Gesunde Gewohnheiten können die Langlebigkeit verbessern und der Alzheimer-Krankheit vorbeugen

Zusammenfassung: Gesunde Ernährung, tägliche Bewegung, reduzierter Alkoholkonsum und Verzicht auf das Rauchen führen nicht nur zu einem längeren Leben, sondern können auch das Alzheimer-Risiko senken.
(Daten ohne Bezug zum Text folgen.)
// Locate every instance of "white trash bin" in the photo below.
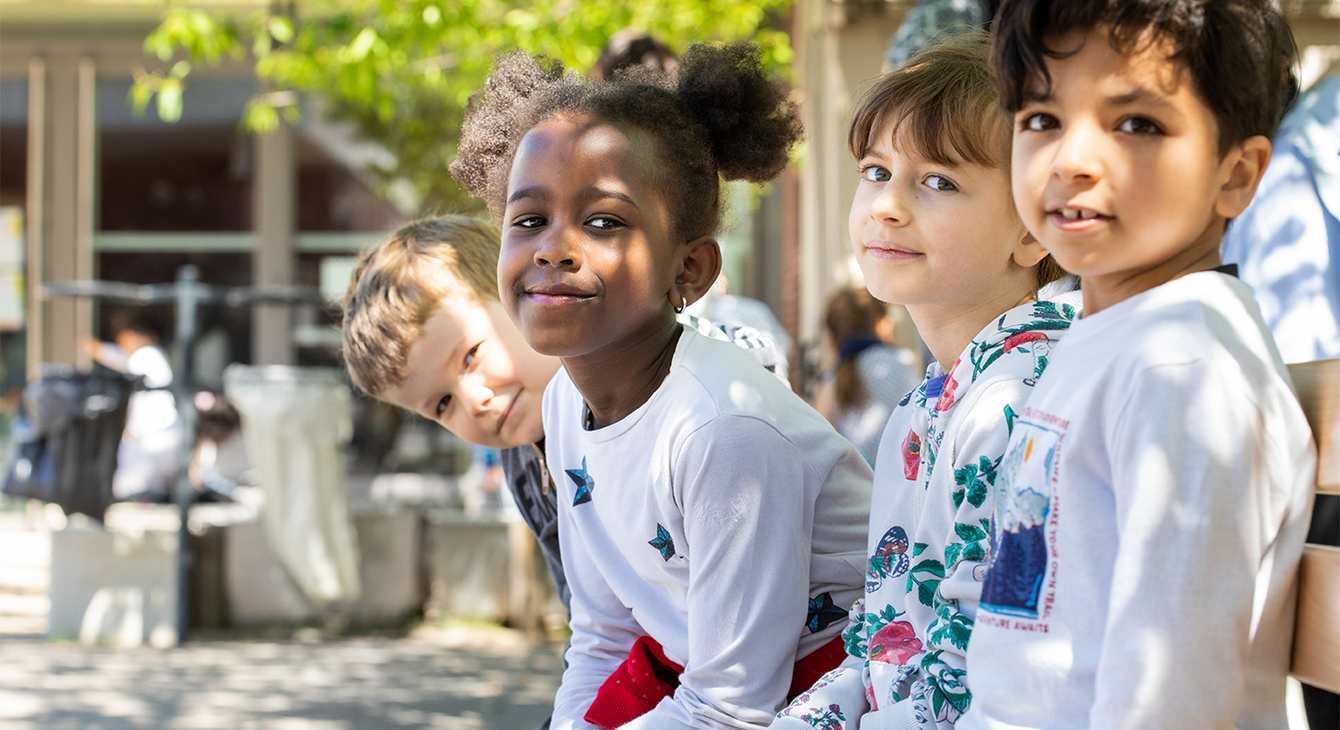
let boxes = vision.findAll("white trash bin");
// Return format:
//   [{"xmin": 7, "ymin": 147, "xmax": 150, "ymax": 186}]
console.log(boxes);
[{"xmin": 224, "ymin": 364, "xmax": 359, "ymax": 604}]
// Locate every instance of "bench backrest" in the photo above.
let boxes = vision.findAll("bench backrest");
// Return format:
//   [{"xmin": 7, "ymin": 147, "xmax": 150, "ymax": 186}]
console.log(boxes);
[{"xmin": 1289, "ymin": 360, "xmax": 1340, "ymax": 692}]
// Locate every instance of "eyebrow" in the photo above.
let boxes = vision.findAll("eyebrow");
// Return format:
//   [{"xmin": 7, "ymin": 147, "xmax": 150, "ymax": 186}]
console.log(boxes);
[
  {"xmin": 579, "ymin": 186, "xmax": 638, "ymax": 208},
  {"xmin": 507, "ymin": 185, "xmax": 638, "ymax": 208},
  {"xmin": 1104, "ymin": 87, "xmax": 1173, "ymax": 108},
  {"xmin": 1022, "ymin": 84, "xmax": 1173, "ymax": 108}
]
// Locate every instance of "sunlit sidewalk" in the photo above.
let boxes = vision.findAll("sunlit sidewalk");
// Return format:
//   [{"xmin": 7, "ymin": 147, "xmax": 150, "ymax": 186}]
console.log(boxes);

Quelle: Rush University Medical Center

Alltägliche Gewohnheiten, die als Rückgrat eines gesunden Lebensstils dienen, können Ihr Gehirn scharf halten und Ihnen helfen, länger zu leben, so eine neue Studie von Alterungsexperten von RUSH.

Eine kürzlich erschienene Studie in der Britisches medizinisches Journal fanden heraus, dass Menschen ab 65 Jahren mit einem gesunden Lebensstil länger lebten – 3,1 Jahre länger für Frauen, 5,7 Jahre länger für Männer – als ihre Altersgenossen, die nicht denselben gesunden Lebensstil führten. Sie verbrachten auch einen Großteil ihrer verbleibenden Jahre ohne Alzheimer-Krankheit.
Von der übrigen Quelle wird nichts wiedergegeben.